Friday, September 11, 2015

Parsha: What are Hidden and Revealed Mitzvot?

Rav Turetsky

The Torah (Devarim 29:28) includes a somewhat cryptic Pasuk in Parshat Netzavim. We are told, "הנסתרות לה' אלוקינו והנגלות לנו ולבננו עד עולם", that the hidden is for Hashem, but the public is for us and our children forever.  Yet, we are not taught what exactly is being referred to as hidden and revealed, and how that connects to God and our descendents.

What is the meaning of this Pasuk?

Rashi (ad loc) understands the Pasuk as a reference to communal responsibility. The hidden alludes to sins performed privately by individuals. Others are not aware of them, and those sins remain solely between the individuals who performed them and God; no one else knows of their existence. However, there are also public sins of others, of which we are aware and deemed accountable.

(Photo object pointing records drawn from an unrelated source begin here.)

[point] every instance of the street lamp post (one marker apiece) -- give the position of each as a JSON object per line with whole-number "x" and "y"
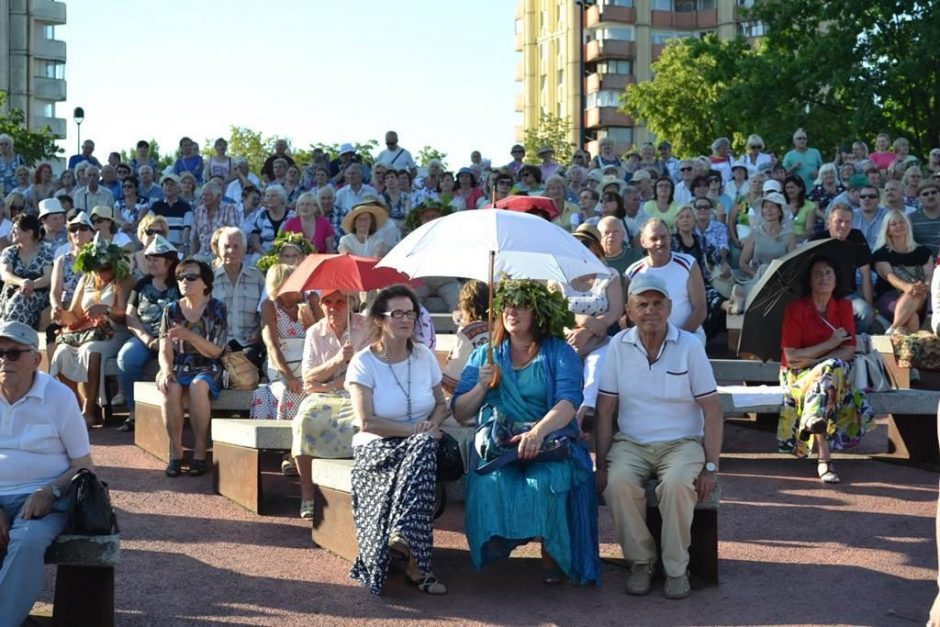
{"x": 78, "y": 114}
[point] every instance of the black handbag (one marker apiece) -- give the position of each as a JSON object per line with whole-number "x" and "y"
{"x": 90, "y": 512}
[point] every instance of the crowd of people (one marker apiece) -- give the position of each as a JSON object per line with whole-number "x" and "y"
{"x": 185, "y": 267}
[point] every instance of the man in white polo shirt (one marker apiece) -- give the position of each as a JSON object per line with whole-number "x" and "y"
{"x": 658, "y": 383}
{"x": 43, "y": 442}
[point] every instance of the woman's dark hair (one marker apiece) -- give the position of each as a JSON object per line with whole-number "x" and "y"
{"x": 205, "y": 272}
{"x": 533, "y": 170}
{"x": 474, "y": 300}
{"x": 29, "y": 222}
{"x": 379, "y": 307}
{"x": 839, "y": 291}
{"x": 801, "y": 194}
{"x": 621, "y": 211}
{"x": 672, "y": 187}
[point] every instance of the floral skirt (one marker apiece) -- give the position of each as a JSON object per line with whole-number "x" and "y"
{"x": 393, "y": 488}
{"x": 823, "y": 391}
{"x": 323, "y": 427}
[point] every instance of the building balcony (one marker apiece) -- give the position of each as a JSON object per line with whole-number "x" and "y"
{"x": 684, "y": 20}
{"x": 49, "y": 88}
{"x": 598, "y": 117}
{"x": 607, "y": 13}
{"x": 56, "y": 124}
{"x": 608, "y": 49}
{"x": 596, "y": 82}
{"x": 48, "y": 11}
{"x": 50, "y": 49}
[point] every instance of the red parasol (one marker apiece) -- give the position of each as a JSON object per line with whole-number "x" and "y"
{"x": 529, "y": 204}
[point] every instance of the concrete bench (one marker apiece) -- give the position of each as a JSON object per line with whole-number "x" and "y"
{"x": 84, "y": 585}
{"x": 150, "y": 432}
{"x": 333, "y": 526}
{"x": 238, "y": 448}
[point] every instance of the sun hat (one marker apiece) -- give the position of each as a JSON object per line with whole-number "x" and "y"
{"x": 370, "y": 206}
{"x": 49, "y": 206}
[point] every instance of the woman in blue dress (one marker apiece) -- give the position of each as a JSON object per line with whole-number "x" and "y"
{"x": 539, "y": 386}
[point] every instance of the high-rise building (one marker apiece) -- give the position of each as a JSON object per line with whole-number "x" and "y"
{"x": 595, "y": 48}
{"x": 32, "y": 60}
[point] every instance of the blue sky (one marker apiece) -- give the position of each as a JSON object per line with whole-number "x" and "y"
{"x": 440, "y": 72}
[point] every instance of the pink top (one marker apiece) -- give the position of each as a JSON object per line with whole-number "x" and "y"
{"x": 323, "y": 230}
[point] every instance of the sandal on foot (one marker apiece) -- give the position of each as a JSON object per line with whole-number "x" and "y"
{"x": 428, "y": 584}
{"x": 174, "y": 468}
{"x": 826, "y": 473}
{"x": 197, "y": 468}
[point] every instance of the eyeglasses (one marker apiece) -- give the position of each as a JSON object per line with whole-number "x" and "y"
{"x": 399, "y": 314}
{"x": 13, "y": 354}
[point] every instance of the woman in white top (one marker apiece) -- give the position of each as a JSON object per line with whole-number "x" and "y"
{"x": 398, "y": 402}
{"x": 362, "y": 225}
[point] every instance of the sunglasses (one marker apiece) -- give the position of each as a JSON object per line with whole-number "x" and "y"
{"x": 13, "y": 354}
{"x": 399, "y": 314}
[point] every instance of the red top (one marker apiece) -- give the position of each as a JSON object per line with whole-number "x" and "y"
{"x": 803, "y": 326}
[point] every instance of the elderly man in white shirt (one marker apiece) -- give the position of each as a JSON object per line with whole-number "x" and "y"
{"x": 659, "y": 385}
{"x": 43, "y": 442}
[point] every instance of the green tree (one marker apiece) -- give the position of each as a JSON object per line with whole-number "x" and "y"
{"x": 427, "y": 153}
{"x": 552, "y": 131}
{"x": 33, "y": 145}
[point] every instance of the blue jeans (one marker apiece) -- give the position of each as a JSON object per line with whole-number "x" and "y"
{"x": 131, "y": 359}
{"x": 21, "y": 575}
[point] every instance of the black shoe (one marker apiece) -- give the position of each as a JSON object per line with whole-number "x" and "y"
{"x": 197, "y": 468}
{"x": 174, "y": 468}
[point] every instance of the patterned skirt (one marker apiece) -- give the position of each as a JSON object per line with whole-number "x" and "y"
{"x": 393, "y": 488}
{"x": 323, "y": 427}
{"x": 823, "y": 391}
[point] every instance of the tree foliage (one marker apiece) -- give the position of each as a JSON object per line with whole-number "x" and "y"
{"x": 552, "y": 131}
{"x": 33, "y": 145}
{"x": 842, "y": 71}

The Torah teaches that such acts are “for us and our children”; it is our responsibility to improve others around us whenever we can.

For Rashi, this Pasuk teaches a very important lesson about our religious obligations. We are expected to be concerned (and are even liable) for that which is done publicly by others. Religious life is not only about one’s own Divine worship; it must also concern itself with the religious observance of our fellow Jews.

Ramban (ad loc) suggests that the Torah distinguishes between two kinds of sins. The “private sins” are a reference to unintentional acts of which a person is unaware. Those are not as severe or egregious, and only God knows of them. However, the Torah also refers to “public sins”, those that are intentional and known to the sinner. Those are taken much more seriously and are treated with increased severity.

This idea highlights an important element of the Teshuva process. One facet of the Teshuva process certainly involves an honest accounting and confrontation with one’s errors and iniquities.

Chatam Sofer suggested a very powerful idea. Each person performs Mitzvot that are “hidden”, or only known to them. Those are important religiously, but their impact is limited. Rather, it is specifically one who performs Mitzvot in public that impacts others.  For Chatam Sofer, that is the meaning of the Pasuk – the hidden are only for God, but the public are for us and our children forever. Our families and communities gain tremendously from the Mitzvot we perform in public forums. They help set a positive religious tone and creative an atmosphere conducive towards religious growth. They contribute to our familial and communal legacy.

Chatam Sofer is not recommending a haughty or arrogant approach to one’s Mitzvah observance. Certainly one must make sure Mitzvot are not performed for the sake of others seeing them. Rather, Chatam Sofer teaches an important insight into religious life. We have an incredible capacity to positively impact others through our actions.

Rashi reminds us of our communal responsibility, while Ramban writes of our need to rectify our sins. Chatam Sofer offers a recommendation for the long-term success of our people.

May we be Zocheh to live religiously ambitious lives privately and publically.